The results are impressive. Of the 700 students per year, 70% complete the course and are admitted to the Technion. This is 25%

of the annual student intake. Of the 500 students who are admitted, four fifths of whom come from low socio-economic backgrounds, 95% complete their degrees.

Professor Gepstein as Head of the Technion’s Center for Pre-University Education is responsible for programs which each year prepare 700 students from minority and low socio-economic sectors of Israeli society as well as soldiers transitioning from their army service to university.

Invited to Sydney by Sydney University’s School of Education he gave a number of seminars on the various programs offered by the Centre and their success rates.

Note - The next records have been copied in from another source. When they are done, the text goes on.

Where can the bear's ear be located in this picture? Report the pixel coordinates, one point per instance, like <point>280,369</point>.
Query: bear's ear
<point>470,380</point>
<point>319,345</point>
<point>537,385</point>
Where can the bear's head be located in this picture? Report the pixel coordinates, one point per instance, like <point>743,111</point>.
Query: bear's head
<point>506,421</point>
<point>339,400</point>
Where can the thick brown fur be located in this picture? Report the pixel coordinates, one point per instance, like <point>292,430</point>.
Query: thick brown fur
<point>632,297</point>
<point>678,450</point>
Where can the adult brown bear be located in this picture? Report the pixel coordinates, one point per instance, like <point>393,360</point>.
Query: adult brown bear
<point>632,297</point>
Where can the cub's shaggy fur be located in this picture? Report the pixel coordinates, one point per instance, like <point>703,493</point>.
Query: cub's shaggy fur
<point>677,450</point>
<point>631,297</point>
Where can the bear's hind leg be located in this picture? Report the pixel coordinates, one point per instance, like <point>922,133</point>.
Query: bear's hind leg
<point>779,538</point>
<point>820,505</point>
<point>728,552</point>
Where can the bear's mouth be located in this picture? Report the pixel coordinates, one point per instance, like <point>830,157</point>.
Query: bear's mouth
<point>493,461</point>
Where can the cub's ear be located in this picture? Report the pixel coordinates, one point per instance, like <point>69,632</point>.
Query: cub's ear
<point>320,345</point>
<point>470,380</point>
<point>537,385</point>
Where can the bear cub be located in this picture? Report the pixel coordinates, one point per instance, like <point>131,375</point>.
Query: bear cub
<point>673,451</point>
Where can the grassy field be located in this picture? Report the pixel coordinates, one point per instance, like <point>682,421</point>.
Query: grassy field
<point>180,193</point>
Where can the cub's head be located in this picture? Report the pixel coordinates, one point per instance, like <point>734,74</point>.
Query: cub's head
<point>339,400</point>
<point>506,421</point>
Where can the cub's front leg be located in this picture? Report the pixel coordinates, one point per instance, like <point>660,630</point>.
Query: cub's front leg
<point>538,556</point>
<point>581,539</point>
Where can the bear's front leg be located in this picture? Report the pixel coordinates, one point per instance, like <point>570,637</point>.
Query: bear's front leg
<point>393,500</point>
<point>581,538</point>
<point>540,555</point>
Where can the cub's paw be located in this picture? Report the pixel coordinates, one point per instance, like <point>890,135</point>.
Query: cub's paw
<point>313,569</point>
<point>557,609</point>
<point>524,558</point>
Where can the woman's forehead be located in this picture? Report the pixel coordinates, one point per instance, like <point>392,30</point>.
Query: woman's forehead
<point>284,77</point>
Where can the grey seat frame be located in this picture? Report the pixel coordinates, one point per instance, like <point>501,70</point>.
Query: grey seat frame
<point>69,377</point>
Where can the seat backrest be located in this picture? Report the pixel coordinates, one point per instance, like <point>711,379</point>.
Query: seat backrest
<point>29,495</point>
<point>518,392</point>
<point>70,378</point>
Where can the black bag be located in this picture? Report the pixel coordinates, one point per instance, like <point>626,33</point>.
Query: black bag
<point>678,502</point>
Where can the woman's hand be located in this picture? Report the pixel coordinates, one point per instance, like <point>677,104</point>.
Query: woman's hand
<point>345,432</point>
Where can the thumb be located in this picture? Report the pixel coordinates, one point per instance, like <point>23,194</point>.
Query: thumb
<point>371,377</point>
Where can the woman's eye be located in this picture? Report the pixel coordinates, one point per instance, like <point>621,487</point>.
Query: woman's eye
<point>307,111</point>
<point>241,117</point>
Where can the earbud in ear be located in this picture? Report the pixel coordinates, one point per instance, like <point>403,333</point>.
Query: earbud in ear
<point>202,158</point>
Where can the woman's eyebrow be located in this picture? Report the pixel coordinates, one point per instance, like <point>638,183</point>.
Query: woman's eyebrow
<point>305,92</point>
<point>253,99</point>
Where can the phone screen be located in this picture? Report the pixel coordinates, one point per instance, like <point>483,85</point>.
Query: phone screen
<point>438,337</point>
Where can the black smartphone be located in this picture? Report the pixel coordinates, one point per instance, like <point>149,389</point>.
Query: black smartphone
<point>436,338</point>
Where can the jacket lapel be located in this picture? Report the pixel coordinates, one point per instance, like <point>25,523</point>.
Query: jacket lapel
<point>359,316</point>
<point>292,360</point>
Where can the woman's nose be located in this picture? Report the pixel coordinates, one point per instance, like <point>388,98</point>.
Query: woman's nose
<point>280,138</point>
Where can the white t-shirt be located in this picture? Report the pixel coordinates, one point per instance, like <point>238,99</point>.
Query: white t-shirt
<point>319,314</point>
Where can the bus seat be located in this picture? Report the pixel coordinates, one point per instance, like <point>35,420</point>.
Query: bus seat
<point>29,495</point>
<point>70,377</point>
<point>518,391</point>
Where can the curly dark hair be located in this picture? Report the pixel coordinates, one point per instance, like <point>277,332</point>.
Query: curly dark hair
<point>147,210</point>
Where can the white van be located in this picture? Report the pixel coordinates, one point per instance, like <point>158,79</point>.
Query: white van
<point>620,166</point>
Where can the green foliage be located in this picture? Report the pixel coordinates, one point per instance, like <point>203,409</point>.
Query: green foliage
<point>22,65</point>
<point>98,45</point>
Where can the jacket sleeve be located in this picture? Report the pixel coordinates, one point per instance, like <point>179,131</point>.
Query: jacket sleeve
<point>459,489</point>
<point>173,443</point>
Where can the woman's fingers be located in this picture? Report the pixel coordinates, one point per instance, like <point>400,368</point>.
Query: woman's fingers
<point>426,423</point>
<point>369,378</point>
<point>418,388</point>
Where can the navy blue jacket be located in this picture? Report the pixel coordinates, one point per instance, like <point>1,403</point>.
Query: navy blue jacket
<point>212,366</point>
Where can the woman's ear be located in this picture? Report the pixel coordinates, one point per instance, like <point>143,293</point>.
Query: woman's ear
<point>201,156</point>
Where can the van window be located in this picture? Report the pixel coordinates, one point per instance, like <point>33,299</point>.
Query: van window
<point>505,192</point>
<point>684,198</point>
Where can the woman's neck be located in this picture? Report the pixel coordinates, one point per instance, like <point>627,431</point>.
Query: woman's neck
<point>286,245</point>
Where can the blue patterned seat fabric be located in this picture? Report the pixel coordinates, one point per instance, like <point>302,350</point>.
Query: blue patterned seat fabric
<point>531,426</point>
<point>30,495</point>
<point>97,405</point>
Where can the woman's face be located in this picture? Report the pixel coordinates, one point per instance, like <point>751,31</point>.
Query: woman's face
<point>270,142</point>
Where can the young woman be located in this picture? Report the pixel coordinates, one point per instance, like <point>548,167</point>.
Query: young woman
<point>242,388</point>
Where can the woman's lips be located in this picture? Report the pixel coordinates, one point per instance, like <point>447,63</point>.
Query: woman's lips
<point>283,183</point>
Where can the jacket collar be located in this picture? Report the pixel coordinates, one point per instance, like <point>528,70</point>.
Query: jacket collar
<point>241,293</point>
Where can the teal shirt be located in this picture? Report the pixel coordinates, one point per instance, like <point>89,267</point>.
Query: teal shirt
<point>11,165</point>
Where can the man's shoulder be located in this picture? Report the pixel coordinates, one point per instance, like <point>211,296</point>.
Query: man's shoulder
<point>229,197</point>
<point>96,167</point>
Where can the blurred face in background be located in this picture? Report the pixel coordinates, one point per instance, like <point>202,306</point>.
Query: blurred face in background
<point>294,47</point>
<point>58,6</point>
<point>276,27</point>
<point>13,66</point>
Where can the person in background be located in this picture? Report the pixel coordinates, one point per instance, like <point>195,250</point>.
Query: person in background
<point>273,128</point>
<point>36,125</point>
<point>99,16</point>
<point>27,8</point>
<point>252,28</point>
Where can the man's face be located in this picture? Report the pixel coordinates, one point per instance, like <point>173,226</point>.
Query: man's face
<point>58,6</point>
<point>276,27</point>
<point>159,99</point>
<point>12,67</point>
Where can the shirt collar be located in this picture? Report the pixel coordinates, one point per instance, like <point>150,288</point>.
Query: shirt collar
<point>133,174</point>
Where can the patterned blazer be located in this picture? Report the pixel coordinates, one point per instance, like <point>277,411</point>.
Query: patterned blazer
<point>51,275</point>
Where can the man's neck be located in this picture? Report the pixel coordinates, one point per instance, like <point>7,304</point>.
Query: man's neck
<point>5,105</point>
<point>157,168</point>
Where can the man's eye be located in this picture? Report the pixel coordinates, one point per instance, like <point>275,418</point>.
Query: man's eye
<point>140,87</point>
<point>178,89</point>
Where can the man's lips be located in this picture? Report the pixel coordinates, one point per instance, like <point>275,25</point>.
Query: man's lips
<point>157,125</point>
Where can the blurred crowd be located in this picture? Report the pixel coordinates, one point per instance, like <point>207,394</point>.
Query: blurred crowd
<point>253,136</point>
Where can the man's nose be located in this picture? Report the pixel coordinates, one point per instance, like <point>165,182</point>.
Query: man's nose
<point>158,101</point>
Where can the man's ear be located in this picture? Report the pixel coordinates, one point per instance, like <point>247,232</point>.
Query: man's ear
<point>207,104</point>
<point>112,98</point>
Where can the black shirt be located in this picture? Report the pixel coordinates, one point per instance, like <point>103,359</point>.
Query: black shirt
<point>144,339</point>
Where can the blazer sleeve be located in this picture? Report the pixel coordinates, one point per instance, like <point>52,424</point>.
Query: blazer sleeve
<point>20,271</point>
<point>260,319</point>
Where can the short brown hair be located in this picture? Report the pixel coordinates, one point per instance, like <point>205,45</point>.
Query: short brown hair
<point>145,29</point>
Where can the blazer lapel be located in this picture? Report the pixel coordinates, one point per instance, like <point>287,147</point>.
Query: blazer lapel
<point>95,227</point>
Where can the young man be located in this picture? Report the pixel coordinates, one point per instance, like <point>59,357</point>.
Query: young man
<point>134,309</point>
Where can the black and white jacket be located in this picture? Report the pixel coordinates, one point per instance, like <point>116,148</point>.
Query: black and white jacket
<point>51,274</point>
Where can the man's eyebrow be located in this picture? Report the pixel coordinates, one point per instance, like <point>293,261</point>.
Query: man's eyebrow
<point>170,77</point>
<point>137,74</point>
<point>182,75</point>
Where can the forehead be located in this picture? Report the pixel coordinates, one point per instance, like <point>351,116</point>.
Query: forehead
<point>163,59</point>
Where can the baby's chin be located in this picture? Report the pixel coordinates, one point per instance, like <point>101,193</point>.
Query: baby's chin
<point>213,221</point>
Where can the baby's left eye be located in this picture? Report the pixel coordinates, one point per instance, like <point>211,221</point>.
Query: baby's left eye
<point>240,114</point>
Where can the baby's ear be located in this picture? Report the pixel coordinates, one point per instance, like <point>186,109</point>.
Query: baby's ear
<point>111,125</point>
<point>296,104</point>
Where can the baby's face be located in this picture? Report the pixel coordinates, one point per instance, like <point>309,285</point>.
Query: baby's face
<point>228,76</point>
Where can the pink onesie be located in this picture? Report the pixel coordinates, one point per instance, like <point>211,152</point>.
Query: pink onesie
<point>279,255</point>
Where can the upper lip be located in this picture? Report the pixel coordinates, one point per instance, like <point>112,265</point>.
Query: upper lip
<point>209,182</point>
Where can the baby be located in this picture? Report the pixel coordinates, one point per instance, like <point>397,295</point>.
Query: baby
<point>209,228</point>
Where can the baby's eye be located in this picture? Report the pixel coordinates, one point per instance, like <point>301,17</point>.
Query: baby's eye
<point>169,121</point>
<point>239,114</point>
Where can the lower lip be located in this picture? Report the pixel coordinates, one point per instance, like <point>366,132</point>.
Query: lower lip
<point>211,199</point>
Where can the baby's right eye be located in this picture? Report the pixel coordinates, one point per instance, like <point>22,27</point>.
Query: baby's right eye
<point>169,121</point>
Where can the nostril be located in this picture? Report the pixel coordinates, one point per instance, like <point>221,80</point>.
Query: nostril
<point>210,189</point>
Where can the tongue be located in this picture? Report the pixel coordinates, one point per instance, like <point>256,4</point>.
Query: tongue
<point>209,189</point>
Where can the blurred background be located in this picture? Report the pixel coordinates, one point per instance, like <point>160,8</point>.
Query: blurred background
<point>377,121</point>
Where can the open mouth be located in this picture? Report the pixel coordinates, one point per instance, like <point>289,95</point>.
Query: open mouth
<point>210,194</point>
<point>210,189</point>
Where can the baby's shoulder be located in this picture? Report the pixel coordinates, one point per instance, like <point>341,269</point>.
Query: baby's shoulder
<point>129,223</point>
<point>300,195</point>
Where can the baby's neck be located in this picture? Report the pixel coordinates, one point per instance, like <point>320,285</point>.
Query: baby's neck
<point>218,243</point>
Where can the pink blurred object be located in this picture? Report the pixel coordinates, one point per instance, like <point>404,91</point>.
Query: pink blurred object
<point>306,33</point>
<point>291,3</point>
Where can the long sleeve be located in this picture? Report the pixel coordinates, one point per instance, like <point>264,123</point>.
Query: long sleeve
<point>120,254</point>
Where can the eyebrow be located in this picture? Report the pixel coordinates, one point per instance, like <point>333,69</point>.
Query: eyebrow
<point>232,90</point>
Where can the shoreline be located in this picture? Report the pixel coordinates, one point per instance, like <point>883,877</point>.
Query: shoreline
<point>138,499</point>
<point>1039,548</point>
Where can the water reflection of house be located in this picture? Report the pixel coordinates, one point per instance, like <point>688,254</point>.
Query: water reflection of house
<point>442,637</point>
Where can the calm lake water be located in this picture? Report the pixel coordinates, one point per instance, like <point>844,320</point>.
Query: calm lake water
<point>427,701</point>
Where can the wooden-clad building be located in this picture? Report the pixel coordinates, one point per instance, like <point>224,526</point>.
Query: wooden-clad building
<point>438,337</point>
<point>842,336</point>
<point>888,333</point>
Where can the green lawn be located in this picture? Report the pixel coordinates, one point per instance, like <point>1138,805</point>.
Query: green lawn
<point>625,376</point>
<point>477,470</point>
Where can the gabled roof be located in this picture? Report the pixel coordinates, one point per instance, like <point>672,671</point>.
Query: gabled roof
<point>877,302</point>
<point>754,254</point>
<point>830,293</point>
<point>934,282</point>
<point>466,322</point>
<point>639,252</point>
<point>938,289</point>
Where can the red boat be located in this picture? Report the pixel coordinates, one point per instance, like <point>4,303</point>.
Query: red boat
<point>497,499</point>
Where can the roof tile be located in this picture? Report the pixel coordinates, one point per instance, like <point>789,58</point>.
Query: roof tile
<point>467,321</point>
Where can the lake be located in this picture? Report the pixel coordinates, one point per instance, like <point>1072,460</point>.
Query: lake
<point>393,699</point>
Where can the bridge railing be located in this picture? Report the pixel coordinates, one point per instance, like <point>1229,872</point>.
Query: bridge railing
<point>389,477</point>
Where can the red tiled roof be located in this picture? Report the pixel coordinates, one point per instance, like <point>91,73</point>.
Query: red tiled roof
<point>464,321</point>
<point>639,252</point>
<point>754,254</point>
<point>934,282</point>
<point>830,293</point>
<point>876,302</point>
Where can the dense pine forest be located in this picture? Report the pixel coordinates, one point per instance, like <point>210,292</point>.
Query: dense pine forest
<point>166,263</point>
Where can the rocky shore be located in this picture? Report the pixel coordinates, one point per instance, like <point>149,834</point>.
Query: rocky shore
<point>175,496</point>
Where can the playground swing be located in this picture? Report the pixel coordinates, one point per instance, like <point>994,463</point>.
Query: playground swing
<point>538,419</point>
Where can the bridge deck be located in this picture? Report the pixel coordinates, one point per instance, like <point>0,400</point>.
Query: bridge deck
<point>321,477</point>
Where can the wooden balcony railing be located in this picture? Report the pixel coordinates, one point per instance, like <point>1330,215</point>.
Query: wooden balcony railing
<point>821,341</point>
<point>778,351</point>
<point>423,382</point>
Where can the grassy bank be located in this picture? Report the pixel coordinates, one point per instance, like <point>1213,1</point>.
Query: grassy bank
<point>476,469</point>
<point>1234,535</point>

The consensus was that Australia could learn much from the Technion’s approach.

Professor Gepstein said that research had shown that Israel was facing a shortage of suitably qualified students leaving schools with the requisite high level of maths and physics required for admission to the Technion. This meant that it had to look to non-traditional areas of society for capable students and then bring them up to standard.

The result was a series of programs that bridge the level of education attained by the student and that required to handle the courses at the Technion.

These programs target students from the fringe who would not necessarily have had the educational exposure of students from mainstream areas and include development towns, the ultra-orthodox and Arab villages. The Centre also prepares immigrant and students selected for the new International School of Engineering.

Professor Gepstein then explained his research work which centred on the ageing process of plants and which led him to discover a technique that enables crops to grow in harsh semi-arid environments.

He said that the world faced a bio-fuel dilemma; should arable land be used to grow food or fuel crops. Increasingly, the pressure was to grow fuel crops.

He discovered the genetic program that controls both the ageing process and the amount of water needed by plants to survive. From this he and his team have been able to genetically change the hormone timing process thus enabling plants to use only 30% of the water normally required as well as to be able to withstand hostile environments such as high salt content lands.

His work thus moves bio-fuel crops to the margins where cropping currently does not occur.

Professor Gepstein’s first discovery is currently being commercialised for the marketplace while a second patent is also now available for commercialisation.